Introduction
Research shows that call centers experience the highest employee turnover rates as compared to other industries. Hiring and training of new employees in organizations cost time, and resources, elements they never intend to invest in on a regular basis. According to research conducted by Response Design Corporation, call centers record a loss of up to 26% of their full-time agents, and 33% of their part-time agents on an annual basis. According to the same research, a typical call center spends a fortune 4,000 dollars on hiring new employees, and a slightly higher amount of training them. These alarming statistics need to find a solution and avoid further financial losses and curb the high employee turnover. Various organizations have attempted to use strategies like increased wages, and promotions but they worked temporarily (Dyer & Reeves, 2006). When the strategies failed, organizations resorted to conducting research to come up with long-term strategies to curb employee turnover in call centers. This paper reviews the existing literature on employee retention then analyzes the implications of employee retention in organizations and finds suitable employee retention strategies that can be employed by call center managers. These strategies will aid in determining the impact of retention strategies on the effectiveness of work in an organization.
Literature Review
The literature review section is used to collect secondary data. This data is in the form of books, articles, websites, journals, dissertations, and existing case studies. The literature review section is important in providing a background for the study and sets the expectations of the research. For example, the background of the study used existing statistics and research conducted on turnover rates in call centers. This information was useful in highlighting the need to focus on call centers to provide ample solutions. The literature review, in this case, focuses on the existing case studies on employee retention strategies and case studies on the impact and effectiveness of retention strategies in the work environment.
Case Studies on Employee Retention Strategies
Employee retention strategies can ensure that companies keep their most valued employees at the company. Retaining employees can be done directly or indirectly within the company.
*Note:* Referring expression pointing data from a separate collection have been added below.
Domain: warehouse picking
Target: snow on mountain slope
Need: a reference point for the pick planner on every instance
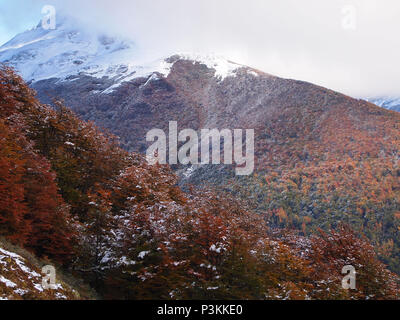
(71, 50)
(390, 103)
(19, 279)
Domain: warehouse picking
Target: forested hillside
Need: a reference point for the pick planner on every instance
(70, 194)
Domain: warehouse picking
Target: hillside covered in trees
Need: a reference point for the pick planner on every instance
(69, 194)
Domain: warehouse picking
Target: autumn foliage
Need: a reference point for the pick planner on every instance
(69, 193)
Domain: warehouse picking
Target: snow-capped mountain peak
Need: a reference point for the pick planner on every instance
(391, 103)
(73, 50)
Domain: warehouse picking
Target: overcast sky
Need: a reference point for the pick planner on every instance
(352, 46)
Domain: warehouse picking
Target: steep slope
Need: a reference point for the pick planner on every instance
(390, 103)
(321, 157)
(22, 280)
(139, 236)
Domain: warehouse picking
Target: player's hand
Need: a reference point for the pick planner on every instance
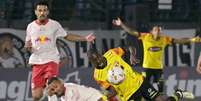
(90, 37)
(196, 39)
(133, 60)
(198, 69)
(117, 22)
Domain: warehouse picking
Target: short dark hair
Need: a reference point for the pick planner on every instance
(91, 52)
(41, 2)
(50, 80)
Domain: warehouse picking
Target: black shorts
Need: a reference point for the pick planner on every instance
(155, 73)
(146, 91)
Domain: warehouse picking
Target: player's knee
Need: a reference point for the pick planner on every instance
(37, 94)
(37, 97)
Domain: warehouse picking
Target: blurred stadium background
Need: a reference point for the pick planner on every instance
(178, 18)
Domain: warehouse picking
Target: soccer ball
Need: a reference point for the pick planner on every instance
(116, 75)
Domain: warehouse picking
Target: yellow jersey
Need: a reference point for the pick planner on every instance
(132, 81)
(154, 50)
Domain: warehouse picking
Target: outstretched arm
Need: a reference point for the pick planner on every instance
(118, 22)
(75, 37)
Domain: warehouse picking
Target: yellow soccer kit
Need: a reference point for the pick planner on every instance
(154, 50)
(132, 81)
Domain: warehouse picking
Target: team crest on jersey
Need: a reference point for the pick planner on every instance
(42, 39)
(155, 49)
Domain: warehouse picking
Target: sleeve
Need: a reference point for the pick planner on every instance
(28, 35)
(168, 40)
(104, 84)
(119, 51)
(60, 32)
(142, 35)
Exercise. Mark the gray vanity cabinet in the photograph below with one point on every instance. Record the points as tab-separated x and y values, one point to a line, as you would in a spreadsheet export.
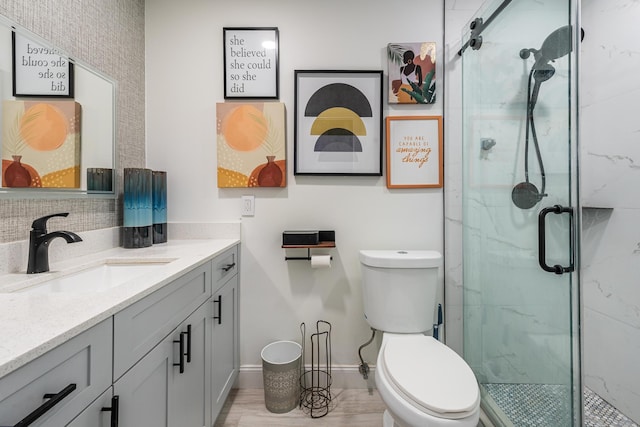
157	383
165	388
169	359
224	343
94	415
190	391
57	386
143	391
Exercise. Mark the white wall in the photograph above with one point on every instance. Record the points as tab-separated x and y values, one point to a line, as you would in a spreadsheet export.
610	175
184	66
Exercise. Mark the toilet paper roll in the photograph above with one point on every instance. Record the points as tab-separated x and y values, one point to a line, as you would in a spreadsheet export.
320	261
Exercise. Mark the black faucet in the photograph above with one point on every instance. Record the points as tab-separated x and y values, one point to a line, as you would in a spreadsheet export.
39	243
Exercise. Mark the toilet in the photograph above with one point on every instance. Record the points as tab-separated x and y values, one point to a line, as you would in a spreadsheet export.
422	382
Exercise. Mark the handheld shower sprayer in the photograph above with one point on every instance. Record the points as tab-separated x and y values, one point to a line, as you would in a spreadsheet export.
525	195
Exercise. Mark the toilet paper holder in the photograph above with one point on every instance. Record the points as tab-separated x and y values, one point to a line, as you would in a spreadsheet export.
326	239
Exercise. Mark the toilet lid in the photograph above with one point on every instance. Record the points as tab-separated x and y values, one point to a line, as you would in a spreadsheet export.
431	376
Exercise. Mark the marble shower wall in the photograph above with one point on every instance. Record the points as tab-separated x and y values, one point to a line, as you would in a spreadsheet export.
610	178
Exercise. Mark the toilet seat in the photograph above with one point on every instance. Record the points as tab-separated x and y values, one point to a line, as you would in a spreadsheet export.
430	376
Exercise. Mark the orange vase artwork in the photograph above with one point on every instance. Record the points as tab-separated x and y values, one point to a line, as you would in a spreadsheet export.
251	145
41	144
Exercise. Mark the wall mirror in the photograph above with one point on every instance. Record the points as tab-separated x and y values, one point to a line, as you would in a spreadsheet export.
57	121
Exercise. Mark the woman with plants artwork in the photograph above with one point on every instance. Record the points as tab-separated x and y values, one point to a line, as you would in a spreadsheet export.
411	76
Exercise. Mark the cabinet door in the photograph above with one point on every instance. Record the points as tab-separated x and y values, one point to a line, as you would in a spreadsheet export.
139	327
224	344
94	416
144	389
190	398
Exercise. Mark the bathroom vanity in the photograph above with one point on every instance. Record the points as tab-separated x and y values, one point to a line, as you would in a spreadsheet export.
159	349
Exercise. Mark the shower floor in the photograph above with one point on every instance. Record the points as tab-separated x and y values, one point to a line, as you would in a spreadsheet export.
535	405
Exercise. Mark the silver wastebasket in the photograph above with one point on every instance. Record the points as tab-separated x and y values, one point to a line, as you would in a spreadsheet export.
281	375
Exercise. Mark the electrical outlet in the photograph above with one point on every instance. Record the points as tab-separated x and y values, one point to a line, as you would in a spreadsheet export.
248	205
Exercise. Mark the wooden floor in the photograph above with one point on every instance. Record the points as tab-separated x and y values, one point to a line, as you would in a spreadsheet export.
349	407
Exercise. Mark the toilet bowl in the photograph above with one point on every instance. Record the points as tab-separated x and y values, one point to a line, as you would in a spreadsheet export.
423	383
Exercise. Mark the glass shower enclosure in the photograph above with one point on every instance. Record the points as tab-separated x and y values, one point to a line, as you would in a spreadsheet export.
521	211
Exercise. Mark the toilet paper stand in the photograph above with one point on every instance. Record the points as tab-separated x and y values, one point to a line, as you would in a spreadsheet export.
327	239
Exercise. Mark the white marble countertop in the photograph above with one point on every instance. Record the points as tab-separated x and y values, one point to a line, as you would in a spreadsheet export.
32	324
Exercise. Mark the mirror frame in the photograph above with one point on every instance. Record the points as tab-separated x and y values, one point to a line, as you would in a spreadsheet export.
65	193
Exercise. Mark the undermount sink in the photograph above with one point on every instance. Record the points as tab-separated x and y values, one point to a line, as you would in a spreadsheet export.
103	276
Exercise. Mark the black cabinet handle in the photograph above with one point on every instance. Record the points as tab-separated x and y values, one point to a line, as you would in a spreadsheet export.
219	316
557	269
53	400
115	411
188	343
229	266
181	342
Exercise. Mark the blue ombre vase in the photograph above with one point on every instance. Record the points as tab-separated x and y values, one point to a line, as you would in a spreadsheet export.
137	208
159	207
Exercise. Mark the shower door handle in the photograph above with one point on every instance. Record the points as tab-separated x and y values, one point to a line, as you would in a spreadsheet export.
557	269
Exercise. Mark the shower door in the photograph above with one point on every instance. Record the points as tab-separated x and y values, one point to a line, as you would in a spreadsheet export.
521	213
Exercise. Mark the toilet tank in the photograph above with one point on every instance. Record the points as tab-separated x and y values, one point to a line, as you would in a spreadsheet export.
399	289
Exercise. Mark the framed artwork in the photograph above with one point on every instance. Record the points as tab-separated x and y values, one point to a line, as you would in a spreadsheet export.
251	144
412	73
338	122
40	70
414	152
41	143
251	63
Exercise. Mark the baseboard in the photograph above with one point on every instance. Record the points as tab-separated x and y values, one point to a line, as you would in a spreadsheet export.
342	377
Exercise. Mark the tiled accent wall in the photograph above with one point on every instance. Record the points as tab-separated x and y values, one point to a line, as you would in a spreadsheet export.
108	35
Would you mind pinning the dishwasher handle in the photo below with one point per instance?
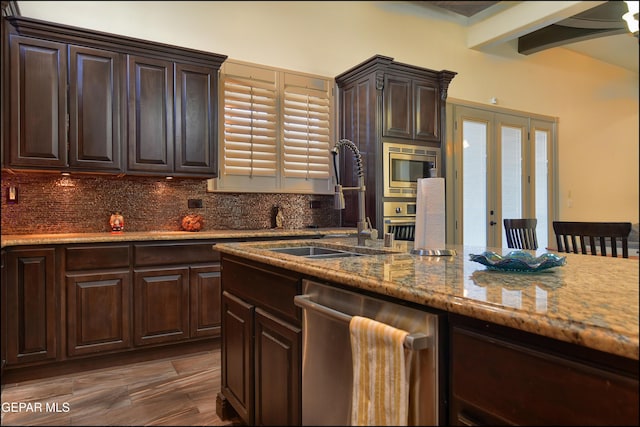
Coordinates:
(415, 341)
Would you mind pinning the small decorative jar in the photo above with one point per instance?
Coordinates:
(192, 222)
(117, 222)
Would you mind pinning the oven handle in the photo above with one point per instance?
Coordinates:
(416, 341)
(400, 221)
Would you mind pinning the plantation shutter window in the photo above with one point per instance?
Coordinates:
(250, 124)
(306, 140)
(277, 131)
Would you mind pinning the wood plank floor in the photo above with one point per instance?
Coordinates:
(177, 391)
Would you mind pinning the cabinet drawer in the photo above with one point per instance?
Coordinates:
(270, 288)
(97, 257)
(174, 253)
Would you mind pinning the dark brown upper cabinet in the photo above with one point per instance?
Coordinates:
(411, 108)
(86, 101)
(383, 100)
(167, 134)
(38, 91)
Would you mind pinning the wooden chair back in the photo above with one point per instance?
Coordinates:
(577, 237)
(521, 233)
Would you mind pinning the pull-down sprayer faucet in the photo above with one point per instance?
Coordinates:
(364, 231)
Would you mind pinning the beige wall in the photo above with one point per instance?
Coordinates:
(596, 103)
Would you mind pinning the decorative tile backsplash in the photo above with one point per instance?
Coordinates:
(51, 203)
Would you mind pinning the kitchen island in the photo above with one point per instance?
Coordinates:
(575, 327)
(161, 235)
(67, 297)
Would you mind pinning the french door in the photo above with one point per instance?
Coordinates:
(503, 165)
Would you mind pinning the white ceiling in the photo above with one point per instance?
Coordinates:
(500, 24)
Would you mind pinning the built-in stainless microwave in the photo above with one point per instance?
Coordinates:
(404, 164)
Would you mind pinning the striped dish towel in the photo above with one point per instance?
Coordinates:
(380, 386)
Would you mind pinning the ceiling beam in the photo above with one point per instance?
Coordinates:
(521, 19)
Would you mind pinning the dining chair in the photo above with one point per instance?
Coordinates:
(576, 237)
(521, 233)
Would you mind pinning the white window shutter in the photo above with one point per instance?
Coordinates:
(306, 129)
(250, 124)
(276, 130)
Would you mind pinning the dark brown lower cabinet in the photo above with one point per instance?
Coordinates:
(277, 350)
(204, 298)
(177, 291)
(98, 298)
(161, 305)
(32, 305)
(261, 343)
(237, 355)
(98, 312)
(500, 376)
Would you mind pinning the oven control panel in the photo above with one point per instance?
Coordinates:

Organizations aim at retaining their employees for many different reasons. One of the reasons is that as employees stick to one organization for a long period it shows the organization is a successful organization. The other reason for employee retention is to create a community within the organization that is happy. Having employees work in an organization for a long time ensures that there will always be someone to help when needed (Koyuncu et al., 2013). There have been several case studies on employee retention strategies. The case studies have identified the problems that organizations faced and the solution used to ensure employees are retained.
The first case study is the retention of workers in the ITeS industry in India. The industry deals with the delivery of services via information technology. This organization accounts for about 60% of revenue in the country and has been enjoying the European and the United States markets. Lately, however, there has been a gradual growth in local demand for their services. In the case study which the objectives included the identification of employee retention strategies used in the ITeS industry in India specifically in the tri-city of Panchkula, Chandigarh, and Mohali, Singh et al. (2010) in their research wanted to learn the meaning of diverse: individual, organizational and industry connected factors in shaping the employee retention. Furthermore, the study wanted to find out the relationship between employee retention and job satisfaction in the mentioned industry.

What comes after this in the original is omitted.